Gamble ordered the plaintiffs’ side to delete any medical records — something they said was already done, and she outlined how Jones’s team could make claims of confidentiality over specific items from the phone, but she refused to completely shield it. It appears as though a paralegal was (allegedly) directly responsible for sending all those contents from Jones’s phone to the plaintiffs’ side in the ongoing Texas case, although the paralegal was acting on what sounds as though it essentially amounts to the behalf of the legal team as a whole. The relevance of the materials to federal investigators at any agency could be wide-ranging: Stewart Rhodes, a long-time associate of Jones who’s repeatedly appeared on his conspiracy-driven programming, is facing seditious conspiracy allegations in connection to the Capitol riot, and one could reasonably imagine something could be on Jones’s phone that’s relevant to that issue.

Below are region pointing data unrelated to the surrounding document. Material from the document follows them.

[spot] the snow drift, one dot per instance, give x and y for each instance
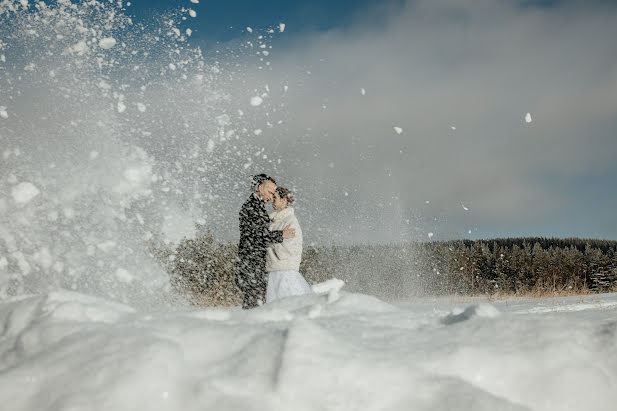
(70, 351)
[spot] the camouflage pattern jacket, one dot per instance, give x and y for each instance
(255, 237)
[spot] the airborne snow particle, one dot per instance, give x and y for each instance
(24, 192)
(107, 43)
(80, 48)
(123, 275)
(256, 101)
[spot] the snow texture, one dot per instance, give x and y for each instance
(256, 101)
(24, 192)
(305, 353)
(107, 43)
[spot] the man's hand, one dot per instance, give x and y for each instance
(289, 232)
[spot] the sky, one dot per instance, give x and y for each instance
(457, 79)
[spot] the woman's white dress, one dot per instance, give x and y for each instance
(283, 259)
(286, 283)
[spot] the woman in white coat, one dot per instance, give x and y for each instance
(283, 259)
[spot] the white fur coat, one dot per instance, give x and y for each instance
(288, 254)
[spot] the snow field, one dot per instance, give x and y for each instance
(70, 351)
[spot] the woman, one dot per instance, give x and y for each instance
(283, 259)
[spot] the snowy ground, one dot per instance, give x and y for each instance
(69, 351)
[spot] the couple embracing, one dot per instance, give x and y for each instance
(270, 248)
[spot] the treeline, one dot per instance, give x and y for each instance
(203, 268)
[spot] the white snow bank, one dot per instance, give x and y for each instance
(71, 351)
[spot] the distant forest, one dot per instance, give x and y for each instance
(203, 268)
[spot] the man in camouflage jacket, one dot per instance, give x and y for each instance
(255, 237)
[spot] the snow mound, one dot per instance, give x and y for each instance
(87, 353)
(480, 310)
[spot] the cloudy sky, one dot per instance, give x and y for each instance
(457, 77)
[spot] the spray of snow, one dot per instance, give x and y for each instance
(256, 101)
(24, 192)
(107, 150)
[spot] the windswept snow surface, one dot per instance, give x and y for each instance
(70, 351)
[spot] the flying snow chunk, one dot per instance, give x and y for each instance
(107, 43)
(123, 275)
(24, 192)
(80, 48)
(256, 101)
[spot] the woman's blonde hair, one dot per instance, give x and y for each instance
(287, 194)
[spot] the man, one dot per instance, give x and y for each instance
(255, 237)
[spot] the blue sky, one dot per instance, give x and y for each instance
(427, 66)
(224, 20)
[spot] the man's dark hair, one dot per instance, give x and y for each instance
(260, 178)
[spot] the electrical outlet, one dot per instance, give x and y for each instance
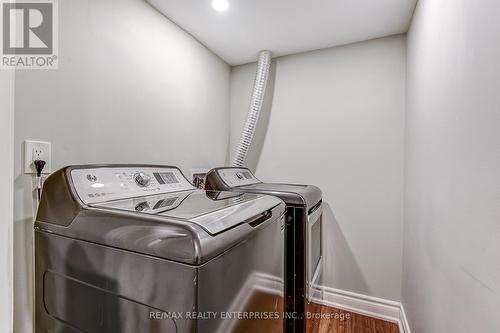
(37, 150)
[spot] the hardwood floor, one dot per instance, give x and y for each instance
(321, 319)
(330, 320)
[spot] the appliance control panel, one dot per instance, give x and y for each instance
(100, 184)
(237, 176)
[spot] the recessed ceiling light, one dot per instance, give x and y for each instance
(220, 5)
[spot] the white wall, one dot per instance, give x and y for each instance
(337, 121)
(451, 279)
(131, 87)
(6, 202)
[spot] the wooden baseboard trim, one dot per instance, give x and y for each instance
(366, 305)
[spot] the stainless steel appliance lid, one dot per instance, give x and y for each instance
(182, 205)
(242, 180)
(291, 194)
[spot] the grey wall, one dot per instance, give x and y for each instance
(6, 202)
(336, 120)
(451, 279)
(131, 87)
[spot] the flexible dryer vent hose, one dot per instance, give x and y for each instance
(259, 89)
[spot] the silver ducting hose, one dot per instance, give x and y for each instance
(259, 90)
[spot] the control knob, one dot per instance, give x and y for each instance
(142, 179)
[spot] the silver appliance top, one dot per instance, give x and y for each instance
(242, 180)
(150, 209)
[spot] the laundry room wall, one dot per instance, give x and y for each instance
(6, 201)
(131, 87)
(451, 275)
(336, 120)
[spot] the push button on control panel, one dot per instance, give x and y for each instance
(142, 179)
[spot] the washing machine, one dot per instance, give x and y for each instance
(303, 249)
(136, 248)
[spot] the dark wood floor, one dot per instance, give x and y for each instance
(339, 321)
(324, 319)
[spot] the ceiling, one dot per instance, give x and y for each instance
(285, 26)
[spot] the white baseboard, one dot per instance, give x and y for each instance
(366, 305)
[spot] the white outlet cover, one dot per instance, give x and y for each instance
(31, 149)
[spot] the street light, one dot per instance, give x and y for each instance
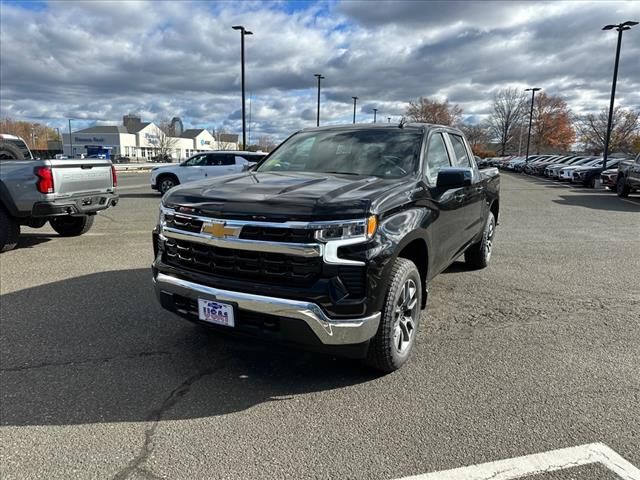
(354, 108)
(621, 27)
(319, 77)
(70, 141)
(243, 32)
(533, 94)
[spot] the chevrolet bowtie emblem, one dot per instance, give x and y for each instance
(218, 230)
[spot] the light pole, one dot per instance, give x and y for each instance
(70, 141)
(319, 77)
(621, 27)
(533, 94)
(243, 32)
(354, 108)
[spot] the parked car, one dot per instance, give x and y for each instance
(609, 178)
(628, 179)
(566, 173)
(331, 241)
(67, 193)
(162, 158)
(201, 166)
(587, 176)
(553, 171)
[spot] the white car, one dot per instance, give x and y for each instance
(201, 166)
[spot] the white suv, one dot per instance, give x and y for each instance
(201, 166)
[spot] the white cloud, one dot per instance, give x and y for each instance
(99, 60)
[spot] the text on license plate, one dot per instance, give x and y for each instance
(215, 312)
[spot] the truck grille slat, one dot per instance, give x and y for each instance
(242, 265)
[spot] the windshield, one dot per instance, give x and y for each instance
(389, 153)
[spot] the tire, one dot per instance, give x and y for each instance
(167, 182)
(392, 345)
(9, 231)
(68, 226)
(621, 188)
(10, 152)
(478, 255)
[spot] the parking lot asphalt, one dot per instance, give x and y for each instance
(540, 351)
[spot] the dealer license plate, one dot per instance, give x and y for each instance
(212, 311)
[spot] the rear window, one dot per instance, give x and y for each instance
(4, 155)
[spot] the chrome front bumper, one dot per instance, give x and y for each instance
(329, 331)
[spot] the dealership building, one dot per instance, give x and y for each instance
(144, 140)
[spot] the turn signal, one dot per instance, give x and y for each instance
(372, 225)
(45, 179)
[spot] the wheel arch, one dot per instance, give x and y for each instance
(415, 249)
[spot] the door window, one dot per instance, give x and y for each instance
(220, 159)
(196, 161)
(460, 152)
(437, 157)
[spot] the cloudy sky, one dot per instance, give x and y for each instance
(96, 61)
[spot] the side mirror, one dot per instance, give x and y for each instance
(449, 178)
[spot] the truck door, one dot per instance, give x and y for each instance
(443, 205)
(470, 219)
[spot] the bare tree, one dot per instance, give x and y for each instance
(432, 111)
(592, 130)
(509, 111)
(223, 139)
(477, 135)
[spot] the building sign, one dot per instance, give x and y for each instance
(88, 139)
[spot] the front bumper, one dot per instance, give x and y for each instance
(327, 330)
(83, 205)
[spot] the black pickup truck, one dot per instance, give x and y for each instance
(331, 240)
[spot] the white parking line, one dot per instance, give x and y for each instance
(637, 204)
(538, 463)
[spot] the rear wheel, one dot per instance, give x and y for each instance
(621, 188)
(72, 226)
(478, 255)
(166, 183)
(391, 347)
(9, 231)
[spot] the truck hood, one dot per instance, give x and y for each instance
(282, 196)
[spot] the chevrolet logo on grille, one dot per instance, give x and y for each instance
(219, 230)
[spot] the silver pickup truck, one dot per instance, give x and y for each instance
(66, 193)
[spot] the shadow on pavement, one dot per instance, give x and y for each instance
(154, 195)
(29, 240)
(597, 202)
(98, 348)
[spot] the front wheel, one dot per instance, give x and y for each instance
(390, 348)
(72, 226)
(621, 188)
(478, 255)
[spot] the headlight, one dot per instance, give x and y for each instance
(353, 229)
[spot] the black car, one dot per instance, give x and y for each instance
(587, 176)
(331, 240)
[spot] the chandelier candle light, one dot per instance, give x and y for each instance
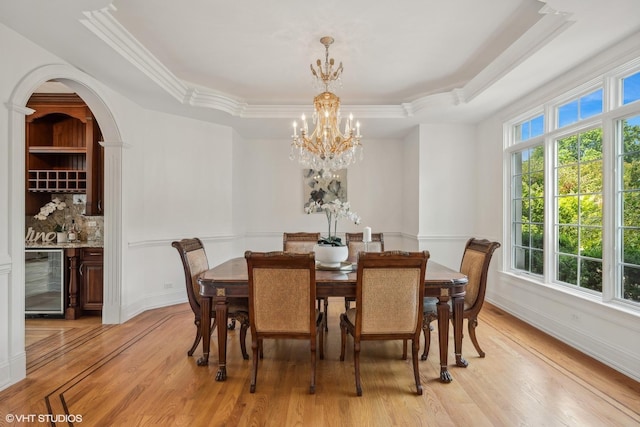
(326, 147)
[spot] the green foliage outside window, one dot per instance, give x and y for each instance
(579, 189)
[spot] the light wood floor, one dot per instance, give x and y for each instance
(138, 373)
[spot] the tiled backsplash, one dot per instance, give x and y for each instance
(91, 227)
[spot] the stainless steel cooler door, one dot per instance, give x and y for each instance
(44, 281)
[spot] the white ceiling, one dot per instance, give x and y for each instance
(246, 62)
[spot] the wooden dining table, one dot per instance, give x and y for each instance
(230, 280)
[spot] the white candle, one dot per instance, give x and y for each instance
(366, 236)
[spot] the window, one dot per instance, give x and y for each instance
(631, 88)
(629, 200)
(528, 209)
(578, 213)
(574, 190)
(530, 128)
(580, 109)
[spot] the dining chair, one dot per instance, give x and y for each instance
(475, 265)
(195, 262)
(389, 296)
(287, 281)
(303, 242)
(354, 242)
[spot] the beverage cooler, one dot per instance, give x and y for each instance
(44, 282)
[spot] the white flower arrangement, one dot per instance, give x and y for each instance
(49, 208)
(334, 211)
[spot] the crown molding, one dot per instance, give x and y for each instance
(552, 24)
(102, 23)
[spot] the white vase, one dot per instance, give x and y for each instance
(331, 256)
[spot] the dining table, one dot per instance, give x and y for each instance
(230, 280)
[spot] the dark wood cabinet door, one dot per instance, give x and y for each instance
(92, 279)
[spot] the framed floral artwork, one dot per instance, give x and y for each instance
(324, 187)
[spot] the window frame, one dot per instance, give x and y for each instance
(612, 111)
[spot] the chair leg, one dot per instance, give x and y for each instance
(312, 387)
(343, 336)
(356, 362)
(197, 340)
(243, 339)
(426, 330)
(320, 330)
(255, 344)
(415, 346)
(472, 324)
(326, 313)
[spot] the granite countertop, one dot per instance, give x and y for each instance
(56, 245)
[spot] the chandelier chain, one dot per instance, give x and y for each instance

There could also be the possibility of perjury charges since Jones claimed he didn’t have messages about Sandy Hook but actually did. Jones is facing the imposition of steep financial damages in the Texas case and two other cases because he failed to comply with required steps in the discovery process. He lost in four defamation cases related to lies about Sandy Hook by default because of his non-compliance, which led to the trials for the specific question of the level of damages to impose. This trial is the first. Gamble admonished Jones in court after recent testimony for bringing up his supposed bankruptcy. Tens of millions in dollars in debt at Jones’s main company, Free Speech Systems, is owed to a Nevada company that is allegedly controlled “directly or indirectly by Jones, his parents and his children through an alphabet soup of shell entities.”